Je fais le tour de la cambuse : des clous ! Pas moyen d’introduire le moindre bout de regard à l’intérieur. Notez que j’ai mon petit Sésame sur moi — ouvre-boîte diplômé S.G.D.G. — seulement je me rappelle les paroles du chef : « Pas d’histoires ! Vous êtes en Angleterre et en cas de pépin je ne peux rien pour vous. » Donc je dois gaffer vilain pour tenir mon nez propre. Emmanuel Rolle m’a prouvé que les tours d’à-l’œil ne payaient pas.
Comme j’arrive derrière la cambuse, je découvre un mouchoir. Il est roulé en boule et porte des traces de rouge à lèvres. C’est un mouchoir de gonzesse.
Je le ramasse et l’examine ; il ne porte pas d’initiale. À tout hasard je le colle dans ma profonde.
Le derrière de la maison est constitué par un minuscule potager où en les serrant vachement on arriverait à planter une demi-douzaine de choux.
Je constate que l’on vient de remuer la terre et d’y faire des semis. C’est surprenant, étant donné l’abandon du devant.
Je reste debout devant ce jardinet.
Un haut mur l’entoure. Au fond s’élève un petit appentis. J’y vais. Quelques outils : une bêche, une pioche, un râteau… J’examine la bêche et je constate qu’elle est maculée, au manche, de taches noirâtres qui m’ont bel et bien l’air d’être du sang.
Je l’empoigne et je retourne dans le jardinet, juste à la planche de semis.
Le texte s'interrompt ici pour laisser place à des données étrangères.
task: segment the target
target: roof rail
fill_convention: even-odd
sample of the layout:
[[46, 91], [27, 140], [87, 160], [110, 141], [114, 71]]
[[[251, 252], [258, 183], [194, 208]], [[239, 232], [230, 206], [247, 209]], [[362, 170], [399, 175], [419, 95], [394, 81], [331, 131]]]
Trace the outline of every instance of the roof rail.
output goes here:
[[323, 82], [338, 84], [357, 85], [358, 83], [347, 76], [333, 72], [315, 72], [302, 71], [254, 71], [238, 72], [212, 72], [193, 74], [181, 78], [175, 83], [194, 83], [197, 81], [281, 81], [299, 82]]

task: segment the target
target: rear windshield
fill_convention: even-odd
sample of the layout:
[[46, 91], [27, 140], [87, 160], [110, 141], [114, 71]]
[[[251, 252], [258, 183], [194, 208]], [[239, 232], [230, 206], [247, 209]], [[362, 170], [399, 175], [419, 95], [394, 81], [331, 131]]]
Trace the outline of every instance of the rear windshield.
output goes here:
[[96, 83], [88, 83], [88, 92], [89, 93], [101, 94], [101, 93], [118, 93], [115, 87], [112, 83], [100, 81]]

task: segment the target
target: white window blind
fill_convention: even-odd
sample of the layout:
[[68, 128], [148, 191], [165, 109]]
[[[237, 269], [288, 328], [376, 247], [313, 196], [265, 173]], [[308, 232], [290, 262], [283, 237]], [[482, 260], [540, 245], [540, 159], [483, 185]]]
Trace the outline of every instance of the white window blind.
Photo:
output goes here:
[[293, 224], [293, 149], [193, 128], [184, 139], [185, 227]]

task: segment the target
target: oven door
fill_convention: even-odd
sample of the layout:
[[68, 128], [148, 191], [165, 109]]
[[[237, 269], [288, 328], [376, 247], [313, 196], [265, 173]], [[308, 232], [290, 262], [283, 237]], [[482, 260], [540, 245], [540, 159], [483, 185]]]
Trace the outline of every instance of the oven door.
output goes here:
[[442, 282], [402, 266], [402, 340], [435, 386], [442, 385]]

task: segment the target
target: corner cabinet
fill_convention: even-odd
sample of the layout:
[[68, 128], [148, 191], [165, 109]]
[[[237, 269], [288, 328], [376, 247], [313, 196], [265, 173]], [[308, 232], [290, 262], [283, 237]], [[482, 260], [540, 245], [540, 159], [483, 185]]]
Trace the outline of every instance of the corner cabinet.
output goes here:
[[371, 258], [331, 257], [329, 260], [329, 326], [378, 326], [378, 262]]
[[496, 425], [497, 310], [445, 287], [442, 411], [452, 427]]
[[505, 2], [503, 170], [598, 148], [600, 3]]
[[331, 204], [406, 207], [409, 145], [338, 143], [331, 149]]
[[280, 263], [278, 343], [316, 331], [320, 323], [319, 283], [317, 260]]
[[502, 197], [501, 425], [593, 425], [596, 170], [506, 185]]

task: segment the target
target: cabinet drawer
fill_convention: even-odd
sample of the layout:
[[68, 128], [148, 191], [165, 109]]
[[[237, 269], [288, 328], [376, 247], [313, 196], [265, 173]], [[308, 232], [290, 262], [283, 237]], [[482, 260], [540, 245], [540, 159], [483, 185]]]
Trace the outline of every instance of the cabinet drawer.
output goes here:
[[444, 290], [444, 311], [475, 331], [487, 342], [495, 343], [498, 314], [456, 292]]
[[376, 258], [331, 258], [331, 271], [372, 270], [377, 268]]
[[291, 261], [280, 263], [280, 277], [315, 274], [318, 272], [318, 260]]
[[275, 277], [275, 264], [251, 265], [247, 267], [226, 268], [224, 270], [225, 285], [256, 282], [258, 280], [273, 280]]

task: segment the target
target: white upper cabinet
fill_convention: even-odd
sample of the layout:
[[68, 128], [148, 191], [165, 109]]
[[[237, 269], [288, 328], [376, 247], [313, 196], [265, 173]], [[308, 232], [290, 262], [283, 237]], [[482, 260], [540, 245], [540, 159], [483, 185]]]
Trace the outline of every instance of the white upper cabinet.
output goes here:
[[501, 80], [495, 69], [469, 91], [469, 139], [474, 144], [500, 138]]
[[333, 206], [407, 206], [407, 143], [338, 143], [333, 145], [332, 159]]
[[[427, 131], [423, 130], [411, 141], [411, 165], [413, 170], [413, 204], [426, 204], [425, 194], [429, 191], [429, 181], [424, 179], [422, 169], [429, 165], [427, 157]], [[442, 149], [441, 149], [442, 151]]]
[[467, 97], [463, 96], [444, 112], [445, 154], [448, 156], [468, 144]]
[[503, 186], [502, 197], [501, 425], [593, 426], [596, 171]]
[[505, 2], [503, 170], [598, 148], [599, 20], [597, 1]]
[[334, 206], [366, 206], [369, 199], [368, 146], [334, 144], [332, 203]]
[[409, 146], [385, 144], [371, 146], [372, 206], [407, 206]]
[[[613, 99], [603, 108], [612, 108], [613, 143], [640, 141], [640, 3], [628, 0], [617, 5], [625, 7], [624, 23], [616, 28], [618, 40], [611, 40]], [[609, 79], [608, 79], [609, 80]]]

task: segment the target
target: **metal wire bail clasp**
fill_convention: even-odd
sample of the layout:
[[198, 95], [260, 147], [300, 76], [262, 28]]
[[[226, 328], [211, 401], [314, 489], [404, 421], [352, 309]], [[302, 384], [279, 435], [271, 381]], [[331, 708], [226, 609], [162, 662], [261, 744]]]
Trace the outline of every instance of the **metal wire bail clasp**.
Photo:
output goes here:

Le proprio va faire une drôle de cerise en revenant lorsqu’il découvrira que ses salades romaines ont été retournées. Du coup il le sera aussi.
San-Antonio, vous pouvez le constater, c’est un vrai chien de chasse. Il a le nez tellement creux que, sans forcer, on arriverait à y loger une famille de douze membres avec leurs meubles.
Voilà comme je suis, mes aminches : j’entre, je regarde, je hume et j’éprouve un picotement. Me voilà en train de jouer les chiens ratiers…
Un mec qui me verrait et qui aurait un appareil photo pourrait prendre un cliché pour servir de couverture aux graines Vilmorin.
J’ai un petit côté : « le jardinage chez soi » qui ravirait une vieille fille à marier.
Et je te creuse, et je te retourne la glèbe.
La glèbe !
Vous bilez pas si j’emploie des mots aussi calés, c’est uniquement un exercice de style !
La glèbe britannique ! Sujet de conférence pour les Annales.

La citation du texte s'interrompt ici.